PT Pelita & Halindo Diduga Lakukan Pencemaran Lingkungan Gilas Unrad Damai

Tanjungbalai, Negara Online – Beberapa orang yang tergabung dalam Gerakan Independen Lintas Solidaritas (Gilas) melakukan unjukrasa (Unras) damai, dikantor Walikota Tanjungbalai, terkait dugaan pencemaran lingkungan, izin mendirikan bangunan, BBM yang digunakan serta penggunaan air tanah yang dilakukan PT Pelita dan PT Halindo, Senin (20/11).

Pantau dilapangan, Unras yang dikawal ketat pihak kepolisian Resort Tanjungbalai serta Satuan Polisi Pamong Praja berjalan dengan tertib dan aman.
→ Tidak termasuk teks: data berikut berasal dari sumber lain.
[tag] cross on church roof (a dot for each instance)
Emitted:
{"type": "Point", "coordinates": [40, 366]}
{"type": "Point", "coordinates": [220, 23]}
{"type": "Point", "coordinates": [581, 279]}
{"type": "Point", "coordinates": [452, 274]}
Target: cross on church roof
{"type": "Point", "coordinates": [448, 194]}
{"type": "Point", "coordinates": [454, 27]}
Dalam orasinya Budi Aryanto sebagai Koordinator aksi mengatakan, PT Pelita dan PT Halindo merupakan barometer dari perusahaan perusahaan yang berada dan terletak disepanjang garis sungai, diduga telah melakukan pelanggaran dalam persoalan pengelolaan limbah, Jelasnya.
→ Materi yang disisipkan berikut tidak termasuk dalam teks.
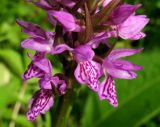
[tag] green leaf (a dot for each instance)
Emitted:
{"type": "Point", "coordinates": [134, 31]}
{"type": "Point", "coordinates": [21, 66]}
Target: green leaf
{"type": "Point", "coordinates": [12, 60]}
{"type": "Point", "coordinates": [4, 74]}
{"type": "Point", "coordinates": [8, 92]}
{"type": "Point", "coordinates": [133, 111]}
{"type": "Point", "coordinates": [138, 98]}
Tidak itu saja kata Budi, selain limbah, perseolan izin menggunakan air tanah, persoalan izin mendirikan bangunan (IMB) pun diduga telah menyalahi, serta adanya indikasi penyalahguaan BBM subsidi yang seharusnya digunakan perusahaan adalah BBM Industri, juga terkait Jaminan Sosial Tenaga Kerja/Kesehatan, hal tersebut merupakan lemahnya peranan dan pengawasan dari Pemerintah Kota Tanjungbalai dalam menjalankan tugasnya, Sebutnya.
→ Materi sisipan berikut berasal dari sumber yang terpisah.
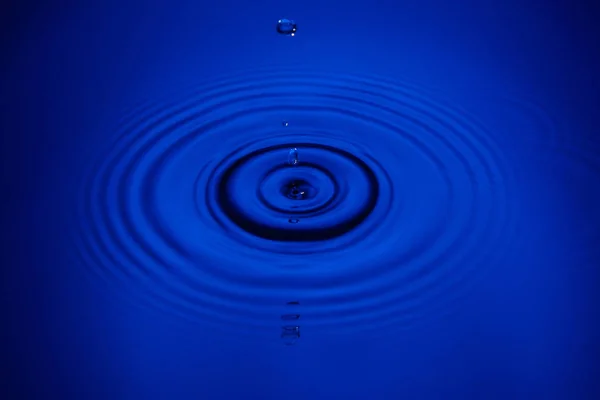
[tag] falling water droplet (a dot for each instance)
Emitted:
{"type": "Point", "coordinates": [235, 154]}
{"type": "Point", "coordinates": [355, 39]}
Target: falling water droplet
{"type": "Point", "coordinates": [293, 156]}
{"type": "Point", "coordinates": [286, 27]}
Ia mengaku, lembaga terhormat yang tak lain DPRD sebagai kepercayaan rakyat dan masyarakat kota Tanjungbalai ini pun seperti dikangkangi oleh perusahaan, terbukti dengan tidak dibukanya gerbang tembok yang berdiri setinggi 12 meter saat kita bersama Anggota Dewan beberapa waktu lalu, Ucapnya.

Budi melanjutkan, saat ada pertemuan dengan DPRD dan janji dari perusahaan terkait akan diberikannya bantahan bantahan atas tuduhan yang dilontarkan Gilas, namun itu tidak pernah disampaikan kepada pihak kita, Ungkapnya.

Untuk itu Gilas menyatakan sikap, -Mendesak Walikota Tanjungbalai Untuk mencabut Izin Perusahaan PT Pelita dan PT Halindo dan perusahaan yang lainnya karena diduga telah melanggar aturan dan ketentuan semestinya, -Mendesak DPRD Kota Tanjungbalai Untuk memanggil dan memeriksa perusahaan tersebut bersama Organisasi Pimpinan Daerah (OPD) yang bersangkutan untuk menagih, janji pertanggungjawaban terkait permasalahan ini, Pungkasnya mengakhiri.

Sejak Gilas melakukan orasi dan dengan menggunakan pengeras suara, tidak satupun jajaran Pemko Tanjungbalai menemui pengunjuk rasa, hingga meninggalkan kantor Walikota Tanjungbalai dengan damai dan tertib. (Irawan).